The element of satire in these ditties of the people leads me to speak of one very prominent poet of the fifteenth century—Domenico di Giovanni, called Il Burchiello, the rhyming barber.[312] He was born probably in 1403 at Florence, where his father, who was a Pisan, had acquired the rights of citizenship and followed the trade of a barber. Their shop was situated in Calimala, and formed a meeting-place for the wits, who carried Burchiello's verses over the town. The boy seems to have studied at Pisa, and acquired some slight knowledge of medicine.[313] At the age of four-and-twenty we find him married, with three children and no property.[314] Soon after this date, he separated from his wife; or else she left him on account of his irregular and dissolute habits. Peering through the obscurity of his somewhat sordid history, we see him getting into trouble with the Inquisition on account of profane speech, and then espousing the cause of the Albizzi against the Medicean faction. On the return of Cosimo de' Medici in 1434, Burchiello was obliged to leave Florence. He settled at Siena, and opened a shop in the Corso di Camollia, hoping to attract the Florentines whose business brought them to that quarter. Here he nearly ruined his health by debauchery, and narrowly escaped assassination at the hands of a certain Ser Rosello.[315] Leaving Siena about 1440, Burchiello spent the last years of his life in wandering through the cities of Italy. We hear of him at Venice entertained by one of the Alberti family, then at Naples, finally in Rome, where he died in 1448, poisoned probably by Robert, a bastard of Pandolfo Sigismondo Malatesta, at the instigation of his ancient enemy, Cosimo de' Medici.[316] Such long arms and such retentive memory had the merchant despot.
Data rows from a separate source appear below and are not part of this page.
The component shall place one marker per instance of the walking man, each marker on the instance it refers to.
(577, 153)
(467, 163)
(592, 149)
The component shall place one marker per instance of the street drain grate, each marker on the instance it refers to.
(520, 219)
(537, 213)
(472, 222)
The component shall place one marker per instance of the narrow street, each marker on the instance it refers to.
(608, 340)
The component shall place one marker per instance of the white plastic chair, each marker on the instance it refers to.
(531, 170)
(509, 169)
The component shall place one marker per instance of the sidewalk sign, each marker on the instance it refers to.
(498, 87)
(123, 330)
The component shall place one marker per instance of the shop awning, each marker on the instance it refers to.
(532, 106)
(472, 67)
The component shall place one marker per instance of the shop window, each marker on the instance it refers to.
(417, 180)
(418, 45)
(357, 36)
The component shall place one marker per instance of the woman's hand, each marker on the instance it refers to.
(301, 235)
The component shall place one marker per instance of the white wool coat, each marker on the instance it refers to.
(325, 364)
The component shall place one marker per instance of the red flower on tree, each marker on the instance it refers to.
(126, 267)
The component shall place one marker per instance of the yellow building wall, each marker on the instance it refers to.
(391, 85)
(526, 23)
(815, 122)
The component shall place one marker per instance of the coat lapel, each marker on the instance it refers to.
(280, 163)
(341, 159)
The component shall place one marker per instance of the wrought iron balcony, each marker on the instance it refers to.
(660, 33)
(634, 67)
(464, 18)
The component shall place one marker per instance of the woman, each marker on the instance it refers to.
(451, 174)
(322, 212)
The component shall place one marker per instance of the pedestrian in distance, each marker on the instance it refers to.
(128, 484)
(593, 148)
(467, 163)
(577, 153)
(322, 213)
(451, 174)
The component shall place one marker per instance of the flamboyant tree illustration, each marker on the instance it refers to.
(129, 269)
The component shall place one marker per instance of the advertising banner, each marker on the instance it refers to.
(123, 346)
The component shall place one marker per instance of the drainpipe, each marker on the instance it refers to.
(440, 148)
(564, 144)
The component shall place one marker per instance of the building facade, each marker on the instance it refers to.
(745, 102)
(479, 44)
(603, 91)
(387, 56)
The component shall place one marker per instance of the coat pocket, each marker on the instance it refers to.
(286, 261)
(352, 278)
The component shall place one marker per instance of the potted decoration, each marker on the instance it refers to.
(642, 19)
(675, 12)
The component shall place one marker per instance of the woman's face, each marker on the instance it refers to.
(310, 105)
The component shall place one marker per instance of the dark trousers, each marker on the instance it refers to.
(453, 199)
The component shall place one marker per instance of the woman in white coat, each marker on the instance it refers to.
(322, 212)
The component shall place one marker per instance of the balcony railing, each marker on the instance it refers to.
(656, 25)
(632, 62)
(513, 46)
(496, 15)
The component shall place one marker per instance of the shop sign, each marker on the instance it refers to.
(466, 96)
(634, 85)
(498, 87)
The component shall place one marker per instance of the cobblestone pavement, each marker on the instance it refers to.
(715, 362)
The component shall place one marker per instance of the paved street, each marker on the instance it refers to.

Burchiello's sonnets were collected some thirty years after his death and published simultaneously at various places.[317] They owed their popularity partly to their political subject-matter, but more to their strange humor. A foreigner can scarcely understand their language, far less appreciate their fun; for not only are they composed in Florentine slang of the fifteenth century, but this slang itself consists of detached phrases and burlesque allusions, chipped as it were from current speech, broken into splinters, and then wrought into a grotesque mosaic. That Burchiello had the merit of originality, and that he caught the very note of plebeian utterance, is manifest from the numerous editions and imitations of his sonnets.[318] His Muse was a volgivaga Venus bred among the taverns and low haunts of vulgar company, whose biting wit introduced her to the society of the learned. Yet her utterances, at this distance of time, are so obscure and their point has been so blunted that to profess an admiration for Burchiello savors of literary affectation.[319] He was a poet of the transition; and the burlesque style which he made popular was destined to be superseded by the more refined and subtle Bernesque manner. Il Lasca, writing in the sixteenth century, expressed himself strongly against those who still ventured to compare Burchiello with the author of Le Pesche. "Let no one talk to me of Burchiello; to rank him with Berni is no better than to couple the fiend Charon with the Angel Gabriel."[320]